Neither was Llian, and he feared to go near the summon stone again. It had almost got him last time; how could he resist it again? Why was it up to him to chuck the nivol on it, anyway? Shand was far better equipped to attack it, in all kinds of ways.
“Ifoli?” said Shand. “Llian still isn’t sure of me—and neither am I. You’ll have to do it again.”
“Do what?”
“The scent potion and the device.” He pointed to a small round scar on his forehead.
“What, here?”
“Do it here and you’ll know.” Shand handed her the Command device.
Ifoli drew a phial from her pocket, unstoppered it and took the device.
What were they up to? Was this the betrayal Yggur feared? Llian’s hand involuntarily slipped to the triggering rod in his pocket. Could he use it? He’d better be sure. His fingers touched it then he pulled away. Shand’s gave him another of those sour, knowing smiles.
Ifoli sniffed deeply from the phial, jammed the end of the device against Shand forehead and pressed hard. There came a dull black flash, his arms flapped like wings and he went, “Nnnnnnnnn!”
Again Llian’s fingers crept to the triggering rod. Ifoli spun the Command device on Shand’s forehead, tearing the skin. Blood flowed, then she tensed and gave an almighty heave. A single black wispy thread clung to the end of the tube, then evaporated into the air.
“Again!” croaked Shand.
She sniffed the scent potion and repeated the process, with no result this time.
“Again!” Shand said with a groan.
She did it again. “Nothing! It’s all gone this time.”
“You sure?” Shand said weakly.
“The scent potion lets me see everything in your head.” She managed a smirk.
“Poor you!” He rubbed his forehead, smearing blood across it, then stood up straight, and the strain faded from his old face. “Yes,” he said. “I can feel the difference. Let’s get it done.”
Llian let his breath out with a hiss. Shand led them out of the cleft. The rocks the three soldiers had been cowering behind were melted and they were dead. They passed the five pairs of army boots, some with bloody ankles in them and some without. Llian tried not to look at them.

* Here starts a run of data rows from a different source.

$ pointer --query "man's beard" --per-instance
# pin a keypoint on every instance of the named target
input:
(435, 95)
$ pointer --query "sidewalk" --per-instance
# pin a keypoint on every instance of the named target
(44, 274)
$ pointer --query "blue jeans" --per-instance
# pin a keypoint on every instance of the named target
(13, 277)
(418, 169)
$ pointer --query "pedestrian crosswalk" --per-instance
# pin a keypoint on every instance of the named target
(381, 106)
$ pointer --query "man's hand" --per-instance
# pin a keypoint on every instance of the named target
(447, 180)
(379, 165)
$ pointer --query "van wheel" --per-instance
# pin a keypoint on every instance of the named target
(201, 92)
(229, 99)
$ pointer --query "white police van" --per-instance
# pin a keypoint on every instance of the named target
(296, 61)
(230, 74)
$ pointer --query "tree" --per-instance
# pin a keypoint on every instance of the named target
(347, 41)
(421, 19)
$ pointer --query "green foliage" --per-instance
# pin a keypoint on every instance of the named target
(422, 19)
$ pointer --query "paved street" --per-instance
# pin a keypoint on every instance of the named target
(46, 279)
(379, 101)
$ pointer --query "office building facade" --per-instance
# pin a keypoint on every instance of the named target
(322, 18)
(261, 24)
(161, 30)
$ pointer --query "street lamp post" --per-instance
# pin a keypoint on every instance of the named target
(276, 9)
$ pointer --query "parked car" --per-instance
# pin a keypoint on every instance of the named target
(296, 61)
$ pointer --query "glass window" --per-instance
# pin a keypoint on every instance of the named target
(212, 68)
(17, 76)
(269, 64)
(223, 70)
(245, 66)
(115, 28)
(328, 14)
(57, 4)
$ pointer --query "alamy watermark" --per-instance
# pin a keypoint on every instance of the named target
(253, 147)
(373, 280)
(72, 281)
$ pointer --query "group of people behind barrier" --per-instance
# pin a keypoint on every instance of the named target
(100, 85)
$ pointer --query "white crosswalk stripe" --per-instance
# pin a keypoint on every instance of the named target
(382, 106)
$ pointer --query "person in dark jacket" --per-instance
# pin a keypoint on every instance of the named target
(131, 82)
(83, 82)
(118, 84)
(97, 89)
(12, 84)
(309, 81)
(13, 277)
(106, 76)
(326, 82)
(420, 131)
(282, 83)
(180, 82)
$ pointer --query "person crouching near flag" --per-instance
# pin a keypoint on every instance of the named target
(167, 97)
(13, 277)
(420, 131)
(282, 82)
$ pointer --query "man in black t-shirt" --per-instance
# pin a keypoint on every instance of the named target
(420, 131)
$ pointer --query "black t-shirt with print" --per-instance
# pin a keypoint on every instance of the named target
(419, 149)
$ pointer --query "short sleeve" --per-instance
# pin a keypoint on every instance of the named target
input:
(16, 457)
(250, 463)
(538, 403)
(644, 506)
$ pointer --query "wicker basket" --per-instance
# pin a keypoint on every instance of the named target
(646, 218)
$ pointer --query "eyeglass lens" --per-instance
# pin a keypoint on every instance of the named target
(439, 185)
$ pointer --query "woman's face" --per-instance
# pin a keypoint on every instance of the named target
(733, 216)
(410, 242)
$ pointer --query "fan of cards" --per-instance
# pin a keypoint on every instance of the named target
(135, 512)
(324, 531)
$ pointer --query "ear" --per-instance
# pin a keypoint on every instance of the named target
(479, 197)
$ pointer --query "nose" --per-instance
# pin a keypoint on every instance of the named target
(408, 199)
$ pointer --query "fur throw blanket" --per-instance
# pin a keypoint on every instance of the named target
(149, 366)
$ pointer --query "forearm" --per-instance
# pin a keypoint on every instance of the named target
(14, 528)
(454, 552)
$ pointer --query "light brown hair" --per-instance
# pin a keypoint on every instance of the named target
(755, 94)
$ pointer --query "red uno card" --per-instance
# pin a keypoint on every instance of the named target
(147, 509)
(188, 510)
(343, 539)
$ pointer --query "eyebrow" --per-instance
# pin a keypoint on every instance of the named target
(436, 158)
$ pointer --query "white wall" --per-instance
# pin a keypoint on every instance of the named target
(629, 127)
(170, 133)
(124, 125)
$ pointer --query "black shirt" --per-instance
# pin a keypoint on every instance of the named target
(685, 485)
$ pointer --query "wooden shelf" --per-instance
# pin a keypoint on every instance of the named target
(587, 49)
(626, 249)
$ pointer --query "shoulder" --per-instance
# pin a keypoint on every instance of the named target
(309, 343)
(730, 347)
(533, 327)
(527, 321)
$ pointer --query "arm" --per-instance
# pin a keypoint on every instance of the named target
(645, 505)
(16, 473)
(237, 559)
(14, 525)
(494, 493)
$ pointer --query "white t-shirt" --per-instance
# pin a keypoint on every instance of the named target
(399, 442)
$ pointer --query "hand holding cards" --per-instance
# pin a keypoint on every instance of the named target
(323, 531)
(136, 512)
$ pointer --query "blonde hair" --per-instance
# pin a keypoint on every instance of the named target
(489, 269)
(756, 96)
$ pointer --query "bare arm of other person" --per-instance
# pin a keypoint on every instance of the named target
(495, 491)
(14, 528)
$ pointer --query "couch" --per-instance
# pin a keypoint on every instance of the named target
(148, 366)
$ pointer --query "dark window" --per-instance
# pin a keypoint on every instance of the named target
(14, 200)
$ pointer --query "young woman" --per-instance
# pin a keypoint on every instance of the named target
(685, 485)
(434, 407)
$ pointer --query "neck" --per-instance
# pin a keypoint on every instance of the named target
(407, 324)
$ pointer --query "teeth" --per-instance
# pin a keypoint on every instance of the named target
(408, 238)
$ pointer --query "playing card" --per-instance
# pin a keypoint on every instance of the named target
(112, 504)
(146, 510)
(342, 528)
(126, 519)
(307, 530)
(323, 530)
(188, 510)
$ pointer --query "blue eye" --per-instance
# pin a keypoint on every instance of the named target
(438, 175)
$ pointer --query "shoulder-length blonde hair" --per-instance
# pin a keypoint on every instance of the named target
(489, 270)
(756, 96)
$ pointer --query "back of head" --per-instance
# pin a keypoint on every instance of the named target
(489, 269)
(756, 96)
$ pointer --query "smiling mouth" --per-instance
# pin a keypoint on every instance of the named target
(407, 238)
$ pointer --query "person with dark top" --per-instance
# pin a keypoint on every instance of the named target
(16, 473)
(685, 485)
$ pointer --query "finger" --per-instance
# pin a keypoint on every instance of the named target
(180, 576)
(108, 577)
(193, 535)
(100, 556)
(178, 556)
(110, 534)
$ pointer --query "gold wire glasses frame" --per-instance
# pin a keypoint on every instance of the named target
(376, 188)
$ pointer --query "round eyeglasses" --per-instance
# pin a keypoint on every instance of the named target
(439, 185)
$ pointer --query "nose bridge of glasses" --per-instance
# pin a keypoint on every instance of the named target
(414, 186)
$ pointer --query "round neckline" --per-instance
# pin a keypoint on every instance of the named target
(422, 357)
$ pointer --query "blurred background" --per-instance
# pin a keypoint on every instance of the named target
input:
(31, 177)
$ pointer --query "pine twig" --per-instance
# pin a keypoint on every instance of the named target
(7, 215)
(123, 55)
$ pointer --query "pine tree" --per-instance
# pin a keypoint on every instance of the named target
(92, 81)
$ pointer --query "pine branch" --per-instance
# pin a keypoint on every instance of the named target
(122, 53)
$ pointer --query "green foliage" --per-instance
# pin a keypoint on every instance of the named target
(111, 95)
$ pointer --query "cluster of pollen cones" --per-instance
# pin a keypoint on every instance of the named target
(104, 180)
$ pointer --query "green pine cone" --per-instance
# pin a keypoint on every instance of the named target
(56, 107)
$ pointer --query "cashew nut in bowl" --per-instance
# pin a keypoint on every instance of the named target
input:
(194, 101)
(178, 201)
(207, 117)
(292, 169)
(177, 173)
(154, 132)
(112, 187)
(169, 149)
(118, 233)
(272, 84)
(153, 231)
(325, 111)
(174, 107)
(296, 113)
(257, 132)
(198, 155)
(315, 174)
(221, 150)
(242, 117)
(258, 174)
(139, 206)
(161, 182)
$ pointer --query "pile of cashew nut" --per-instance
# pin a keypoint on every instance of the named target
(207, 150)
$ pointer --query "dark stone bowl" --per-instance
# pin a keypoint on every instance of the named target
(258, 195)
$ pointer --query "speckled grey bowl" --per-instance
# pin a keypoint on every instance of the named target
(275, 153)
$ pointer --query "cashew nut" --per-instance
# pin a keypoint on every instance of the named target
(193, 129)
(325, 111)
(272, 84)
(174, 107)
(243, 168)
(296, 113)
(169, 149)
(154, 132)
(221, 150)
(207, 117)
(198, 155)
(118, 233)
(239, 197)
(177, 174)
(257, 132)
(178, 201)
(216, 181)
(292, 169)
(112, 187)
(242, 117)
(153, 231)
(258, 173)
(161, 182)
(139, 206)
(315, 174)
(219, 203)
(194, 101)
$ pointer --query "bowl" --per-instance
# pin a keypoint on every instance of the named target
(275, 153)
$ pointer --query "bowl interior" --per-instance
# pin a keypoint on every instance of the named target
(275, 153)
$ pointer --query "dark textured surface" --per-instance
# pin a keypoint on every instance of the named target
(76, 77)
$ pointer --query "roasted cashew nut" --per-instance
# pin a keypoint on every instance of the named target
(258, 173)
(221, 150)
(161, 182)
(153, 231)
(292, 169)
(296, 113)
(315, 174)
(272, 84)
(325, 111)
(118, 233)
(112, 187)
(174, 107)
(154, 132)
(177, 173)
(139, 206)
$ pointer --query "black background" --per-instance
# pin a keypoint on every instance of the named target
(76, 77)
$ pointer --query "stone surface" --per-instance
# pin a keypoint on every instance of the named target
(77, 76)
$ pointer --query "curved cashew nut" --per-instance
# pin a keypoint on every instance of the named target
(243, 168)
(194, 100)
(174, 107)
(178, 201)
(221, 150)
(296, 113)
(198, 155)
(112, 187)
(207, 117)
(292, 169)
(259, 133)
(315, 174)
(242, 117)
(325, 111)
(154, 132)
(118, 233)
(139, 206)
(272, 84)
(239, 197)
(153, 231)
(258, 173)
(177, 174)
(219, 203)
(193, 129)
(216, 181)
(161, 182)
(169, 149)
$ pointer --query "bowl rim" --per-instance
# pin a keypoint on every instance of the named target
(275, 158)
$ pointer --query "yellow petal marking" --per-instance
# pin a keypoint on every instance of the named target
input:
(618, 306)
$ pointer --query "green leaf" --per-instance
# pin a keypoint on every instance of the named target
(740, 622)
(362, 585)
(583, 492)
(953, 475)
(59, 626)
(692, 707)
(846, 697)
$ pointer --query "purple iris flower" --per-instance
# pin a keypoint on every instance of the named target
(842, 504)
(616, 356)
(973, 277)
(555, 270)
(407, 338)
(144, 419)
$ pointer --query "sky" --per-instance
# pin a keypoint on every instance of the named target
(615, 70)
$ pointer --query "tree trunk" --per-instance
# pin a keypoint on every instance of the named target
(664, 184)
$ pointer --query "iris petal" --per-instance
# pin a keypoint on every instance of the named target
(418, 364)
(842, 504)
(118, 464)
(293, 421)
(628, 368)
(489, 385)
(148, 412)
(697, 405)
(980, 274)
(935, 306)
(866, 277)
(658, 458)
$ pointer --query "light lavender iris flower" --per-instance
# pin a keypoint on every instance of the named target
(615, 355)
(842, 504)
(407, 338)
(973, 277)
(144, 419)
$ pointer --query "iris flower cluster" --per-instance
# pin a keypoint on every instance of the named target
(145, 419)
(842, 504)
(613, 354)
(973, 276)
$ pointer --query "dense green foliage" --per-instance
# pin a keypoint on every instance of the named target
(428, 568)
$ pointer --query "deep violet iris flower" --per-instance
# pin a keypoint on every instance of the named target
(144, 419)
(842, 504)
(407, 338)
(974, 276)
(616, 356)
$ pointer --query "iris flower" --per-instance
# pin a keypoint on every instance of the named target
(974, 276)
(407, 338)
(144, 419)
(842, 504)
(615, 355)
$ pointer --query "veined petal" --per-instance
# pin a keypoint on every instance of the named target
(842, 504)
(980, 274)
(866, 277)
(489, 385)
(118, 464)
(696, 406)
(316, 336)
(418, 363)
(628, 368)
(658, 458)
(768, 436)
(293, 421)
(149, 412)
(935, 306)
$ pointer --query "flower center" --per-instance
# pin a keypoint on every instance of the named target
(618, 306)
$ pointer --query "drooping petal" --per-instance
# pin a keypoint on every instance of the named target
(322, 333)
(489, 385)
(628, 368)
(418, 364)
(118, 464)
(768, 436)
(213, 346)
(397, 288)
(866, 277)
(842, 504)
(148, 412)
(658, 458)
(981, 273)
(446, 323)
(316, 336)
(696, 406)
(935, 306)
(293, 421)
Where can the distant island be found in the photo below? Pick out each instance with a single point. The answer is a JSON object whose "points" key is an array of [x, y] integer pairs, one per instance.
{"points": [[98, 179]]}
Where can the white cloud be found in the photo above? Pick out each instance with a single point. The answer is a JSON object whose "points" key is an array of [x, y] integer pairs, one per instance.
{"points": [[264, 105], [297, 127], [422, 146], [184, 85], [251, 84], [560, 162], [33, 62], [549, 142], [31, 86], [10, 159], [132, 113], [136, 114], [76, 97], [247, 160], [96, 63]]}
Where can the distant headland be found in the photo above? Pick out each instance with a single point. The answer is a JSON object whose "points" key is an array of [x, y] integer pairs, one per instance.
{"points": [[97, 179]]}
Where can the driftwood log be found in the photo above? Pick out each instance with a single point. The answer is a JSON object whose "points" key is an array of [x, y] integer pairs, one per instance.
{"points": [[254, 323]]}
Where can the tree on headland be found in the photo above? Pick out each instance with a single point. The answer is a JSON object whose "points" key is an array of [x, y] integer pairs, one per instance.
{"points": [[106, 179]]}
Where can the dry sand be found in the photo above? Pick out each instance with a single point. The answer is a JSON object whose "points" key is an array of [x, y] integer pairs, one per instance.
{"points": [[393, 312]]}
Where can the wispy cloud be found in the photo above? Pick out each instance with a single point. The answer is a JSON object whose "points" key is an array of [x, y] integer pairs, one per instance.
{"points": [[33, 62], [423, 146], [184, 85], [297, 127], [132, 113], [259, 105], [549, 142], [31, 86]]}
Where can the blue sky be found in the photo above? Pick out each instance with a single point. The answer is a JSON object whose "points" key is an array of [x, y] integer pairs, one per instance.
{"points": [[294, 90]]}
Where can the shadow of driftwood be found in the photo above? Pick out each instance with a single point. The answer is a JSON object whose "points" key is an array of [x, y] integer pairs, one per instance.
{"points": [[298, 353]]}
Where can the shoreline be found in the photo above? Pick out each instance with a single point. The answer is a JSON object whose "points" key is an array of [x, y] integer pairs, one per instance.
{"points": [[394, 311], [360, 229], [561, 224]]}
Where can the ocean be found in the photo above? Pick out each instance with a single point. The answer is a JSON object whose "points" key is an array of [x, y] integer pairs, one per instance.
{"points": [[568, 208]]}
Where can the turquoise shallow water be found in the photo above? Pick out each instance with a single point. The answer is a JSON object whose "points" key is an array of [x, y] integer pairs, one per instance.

Suddenly the summon stone went wild, blasting lightning in every direction save one—the direction they were coming from. The force cage was working so far, but for how long?
They advanced across lightning-shattered rocks. A film of grey ash and scattered lumps of charcoal were all that remained of the ferns and mosses that had once flourished here. Lightning sizzled and dazzled, thunder cracked and boomed.
Now they were only thirty feet from the summon stone. Llian’s ears throbbed from the cataclysmic racket, and every hair on his body was standing on end.
Abruptly the lightning and thunder stopped, and in the sudden silence he heard the harsh cries of the Whelm as they hurled themselves up the steep cleft at Yggur and his soldiers again and again. They sounded desperate.
Llian went forward a few feet, then a few feet more. He was only fifteen feet away from the stone when he realised that Shand and Ifoli had not come with him. Ahead, the tilted summon stone was quivering, and he could smell the corruption emanating from it, a festering rottenness that reminded him of the triplets. Had they corrupted the stone as much as it had warped them?
His knees were trembling and his stomach was empty; he felt hollowed out inside, or eaten away.
“Can’t … do it on my own,” he croaked. “Not … strong enough.”
“I daren’t take the Command device any closer,” said Shand.